# Preorder the Canon EOS 90D, EOS M6 Mark II, RF 15-35mm f/2.8L IS & RF 24-70mm f/2.8L IS



## Canon Rumors Guy (Aug 28, 2019)

> You can now preorder all of the new Canon gear from our exclusive affiliate partner Adorama.
> 
> Canon EOS 90D Body $1199
> Canon EOS 90D w/18-55mm IS STM $1349
> ...



Continue reading...


----------



## Arod820 (Aug 28, 2019)

This is pretty bad @$$ for a camera at that introductory price, we can agree on that right? Canon is finally making affordable 4k cameras.


----------



## Tremotino (Aug 28, 2019)

2299$ for RF 15-35mm at introduction? I will definitely get one when first adopter price come down. 849$ is also a great price for a great camera. This intrigues me how the m5 II will perform, even though I am saving for the 5d mirrorless successor.


----------



## Joules (Aug 28, 2019)

Tremotino said:


> This intrigue me how the m5 II will perform, even though I am saving for the 5d
> mirrorless successor.


Seems like there will be no M5 II:






Canon officially announces the EOS 90D and EOS M6 Mark II


Both Cameras Feature a 32.5 Megapixel APS-C CMOS Sensor, High-Speed Continuous Shooting, Dual Pixel CMOS AF and Uncropped 4K UHD Video Recording Capability MELVILLE, N.Y., August 28, 2019 – It is often said that in life, having two options is generally considered a good thing. Today, Canon...




www.canonrumors.com


----------



## AlanF (Aug 28, 2019)

UK price for 90D is £1209.99, which is basically the US price plus VAT. The price would have been much lower without Brexit. Availability end of September.


----------



## siegsAR (Aug 28, 2019)

Joules said:


> Seems like there will be no M5 II:


No! You take that back!


----------



## Ale_F (Aug 28, 2019)

Kit comprises 18-135 IS STM or IS USM (nano)?
(or both depending on market)


----------



## TPatS (Aug 28, 2019)

Ale_F said:


> Kit comprises 18-135 IS STM or IS USM (nano)?
> (or both depending on market)


it will be the USM model


----------



## blackcoffee17 (Aug 28, 2019)

AlanF said:


> UK price for 90D is £1209.99, which is basically the US price plus VAT. The price would have been much lower without Brexit. Availability end of September.
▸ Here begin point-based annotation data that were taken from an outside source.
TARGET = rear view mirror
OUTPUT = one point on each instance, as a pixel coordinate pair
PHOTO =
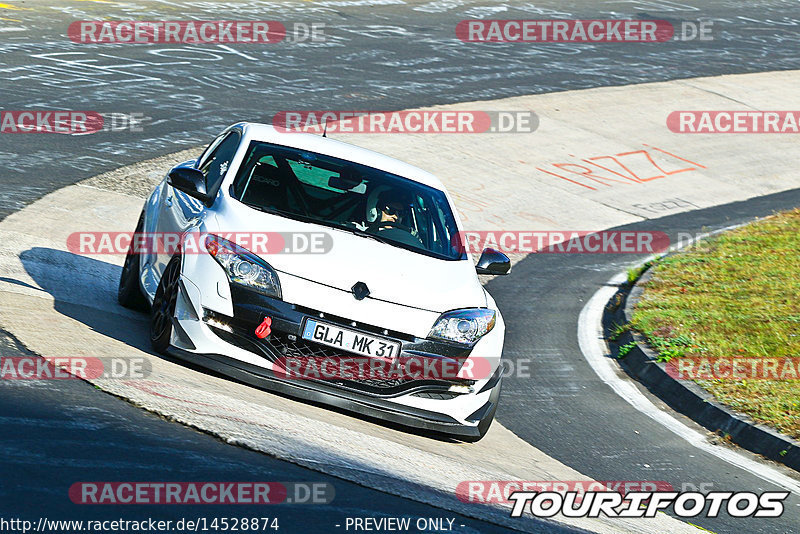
(190, 181)
(493, 262)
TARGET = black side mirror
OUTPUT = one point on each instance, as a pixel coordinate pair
(190, 181)
(493, 262)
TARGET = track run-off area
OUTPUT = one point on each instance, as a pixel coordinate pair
(563, 422)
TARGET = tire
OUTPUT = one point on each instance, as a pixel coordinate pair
(163, 309)
(129, 293)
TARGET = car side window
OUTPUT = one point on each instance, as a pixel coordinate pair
(217, 162)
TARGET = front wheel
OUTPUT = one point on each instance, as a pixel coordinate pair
(163, 309)
(129, 293)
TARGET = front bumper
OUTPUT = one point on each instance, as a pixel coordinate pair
(228, 345)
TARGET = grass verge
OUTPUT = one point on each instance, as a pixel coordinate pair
(734, 295)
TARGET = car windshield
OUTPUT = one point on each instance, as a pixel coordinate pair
(333, 192)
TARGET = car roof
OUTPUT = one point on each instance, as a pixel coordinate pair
(331, 147)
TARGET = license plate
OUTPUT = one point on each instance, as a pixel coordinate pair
(349, 340)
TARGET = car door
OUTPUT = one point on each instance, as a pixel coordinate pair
(178, 211)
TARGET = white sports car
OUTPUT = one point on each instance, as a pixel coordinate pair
(393, 294)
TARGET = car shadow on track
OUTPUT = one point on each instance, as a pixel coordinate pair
(85, 290)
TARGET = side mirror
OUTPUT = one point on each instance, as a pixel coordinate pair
(190, 181)
(493, 262)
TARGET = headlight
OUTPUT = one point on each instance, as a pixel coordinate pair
(464, 326)
(243, 267)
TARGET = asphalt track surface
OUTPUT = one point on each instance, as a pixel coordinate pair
(57, 433)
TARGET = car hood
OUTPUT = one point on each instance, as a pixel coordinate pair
(392, 274)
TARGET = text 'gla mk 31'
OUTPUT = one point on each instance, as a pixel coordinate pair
(388, 320)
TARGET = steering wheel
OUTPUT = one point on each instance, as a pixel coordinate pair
(385, 225)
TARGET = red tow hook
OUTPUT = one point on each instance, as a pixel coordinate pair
(264, 329)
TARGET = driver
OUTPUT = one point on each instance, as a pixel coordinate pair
(391, 212)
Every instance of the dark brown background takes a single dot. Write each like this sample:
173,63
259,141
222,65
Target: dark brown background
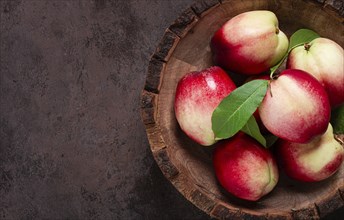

Yes, thank you for the Brexit voters. Sure life will be so much better with increasing prices


----------



## AlanF (Aug 28, 2019)

blackcoffee17 said:


> Yes, thank you for the Brexit voters. Sure life will be so much better with increasing prices


If it's after October, supplies probably won't be delivered anyway.


----------



## Architect1776 (Aug 28, 2019)

Joules said:


> Seems like there will be no M5 II:
> 
> 
> 
> ...



Then I will look for a crop RF mount with IBIS. Will need to be compact though with lighter and smaller lenses.


----------



## AntlerstoPeaks (Aug 28, 2019)

Amazon has an estimated ship date of September 12th for the 90d. Not sure how accurate they usually are. 

I preordered as this will make for a big upgrade from my T3i which has been my backup camera for a few years.


----------



## RickWagoner (Aug 28, 2019)

The 90D has some serious features at this price range! I can not wait till the reviewers look seriously at the sensor!


----------



## Quarkcharmed (Aug 28, 2019)

In AUD, from canon.com.au

90D Body only = $2059.15
M6II + EF-M 15-45mm + bonus 22mm f2 = $1945.12

.15 and .12 cents look so cute. Every penny counts for Canon.

I wonder what price for body only M6II would be in AUD. Seems a little be too much anyway.


----------



## sfericean (Aug 28, 2019)

I keep hearing “no 24fps” from the YT talking heads but it clearly states in the spec sheet 24fps in 1080p ALL-I. Am I missing something or is everyone just referring to the lack of 24fps in 4K?


----------



## koenkooi (Aug 28, 2019)

sfericean said:


> I keep hearing “no 24fps” from the YT talking heads but it clearly states in the spec sheet 24fps in 1080p ALL-I. Am I missing something or is everyone just referring to the lack of 24fps in 4K?



That sheet also states it can do both MOV and MP4 and I haven't seen that scroll by in the menu walkthroughs. Nor a setting for ALL-I. Time will tell.


----------



## trounds (Aug 28, 2019)

Ordered!
Both 90D and M6 mk2.
Let the comparisons begin!!!


----------



## jvillain (Aug 28, 2019)

Arod820 said:


> This is pretty bad @$$ for a camera at that introductory price, we can agree on that right? Canon is finally making affordable 4k cameras.


It is a pretty good price and a pretty good camera. But it isn't a 4K camera and Canon should stop the deceptive marketing around that.


----------



## Architect1776 (Aug 28, 2019)

jvillain said:


> It is a pretty good price and a pretty good camera. But it isn't a 4K camera and Canon should stop the deceptive marketing around that.



It says 4K so why is it not 4K?


----------



## jvillain (Aug 28, 2019)

Architect1776 said:


> It says 4K so why is it not 4K?


It was reported earlier that it is 2K up converted to 4K just like the EOS R.


----------



## neuroanatomist (Aug 28, 2019)

Architect1776 said:


> Then I will look for a crop RF mount with IBIS. Will need to be compact though with lighter and smaller lenses.


You can certainly look. You can also look for a rainbow-farting purple unicorn while you're out there searching for the APS-C EOS R with crop-specific RF mount lenses.


----------



## Stereodude (Aug 28, 2019)

sfericean said:


> I keep hearing “no 24fps” from the YT talking heads but it clearly states in the spec sheet 24fps in 1080p ALL-I. Am I missing something or is everyone just referring to the lack of 24fps in 4K?


Because it's not actually there. The spec sheet is wrong.


----------



## sfericean (Aug 28, 2019)

Stereodude said:


> Because it's not actually there. The spec sheet is wrong.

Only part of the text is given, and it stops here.